Paru en Pologne, en novembre 2010, aux éditions Wydawnictwo Literackie, Wiera Gran, l'accusée a immédiatement suscité la fureur du fils de Wladyslaw Szpilman. Car ce dernier est une icône : le héros magniíé du formidable film de Roman Polanski, Le Pianiste, c'est lui ! La famille crie au scandale : selon Andrzej Szpilman, qui menace de procès les éditeurs, le livre d'Agata Tuszynska est plein "de calomnies et de mensonges". Ni l'accusatrice ni l'accusé ne peuvent répondre : le pianiste est décédé en 2000 ; et Wiera Gran est enterrée au cimetière parisien de Pantin. La bataille qui s'ouvre est celle des héritiers.
"Ce n'est pas un livre sur le ghetto, mais sur la vie après le ghetto", insiste, au téléphone, l'historienne polonaise Barbara Engelking-Boni – dont le nom figure, à la fin de l'ouvrage, parmi les personnes à qui Agata Tuszynska adresse ses remerciements.

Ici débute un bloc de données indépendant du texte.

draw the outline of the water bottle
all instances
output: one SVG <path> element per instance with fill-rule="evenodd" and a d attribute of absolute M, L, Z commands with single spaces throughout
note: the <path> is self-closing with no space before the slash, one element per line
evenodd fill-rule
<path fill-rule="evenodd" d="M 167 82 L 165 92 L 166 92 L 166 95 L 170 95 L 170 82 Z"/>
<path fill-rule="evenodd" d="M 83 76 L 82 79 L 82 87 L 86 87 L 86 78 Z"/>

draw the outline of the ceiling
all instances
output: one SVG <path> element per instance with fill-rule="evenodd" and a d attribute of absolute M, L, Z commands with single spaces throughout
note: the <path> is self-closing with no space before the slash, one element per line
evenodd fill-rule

Si Wiera Gran, l'accusée connaît un succès certain en Pologne (20 000 exemplaires vendus), c'est "pour de mauvaises raisons", regrette la chercheuse, coauteure, avec Jacek Leociak, d'un livre de référence sur le ghetto de Varsovie. Szpilman, plaide-t-elle, n'est "pas le sujet central" du livre d'Agata Tuszynska. Il n'en demeure pas moins un argument de vente et tient, dans le livre, une place majeure.
"Reconquête des souvenirs
L'ancien pianiste du Sztuka, devenu, après la guerre, directeur du département musique au sein de la radio nationale, est "beaucoup plus connu des Polonais comme un apparatchik du régime communiste que comme pianiste", relève pour sa part Malgorzata Smorag-Goldberg, maître de conférences à l'université Paris-IV (Sorbonne), qui fera, le 19 janvier, à la Maison de la culture yiddish, une présentation du livre. "Ce qui est dit sur Szpilman n'est pas sympathique – ni scandaleux", juge l'historien Jean-Charles Szurek, directeur de recherche au CNRS et auteur d'un récent essai, La Pologne, les juifs et le communisme (Michel Houdiard, 2010).
La "reconquête des souvenirs", ceux de Wiera Gran en l'occurrence, selon la formule de Mme Smorag-Goldberg, s'inscrit dans un travail beaucoup plus vaste sur la mémoire nationale - ses mensonges et ses zones d'ombre. Les historiens, notamment Jan Tomasz Gross (auteur d'un livre pionnier, Les Voisins, paru en Pologne en 2000), Barbara Engelking-Boni ou Jan Grabowski, dont les prochains ouvrages, fort attendus, devraient paraître en février, sont aidés, et parfois devancés, par les romanciers. Parmi ces derniers ígurent Agata Tuszynska mais aussi Olga Tokarczuk ou Tadeusz Slobodzianek, dont la pièce de théâtre Notre classe a remporté, en 2010, le prix Niké, l'equivalant polonais du Goncourt.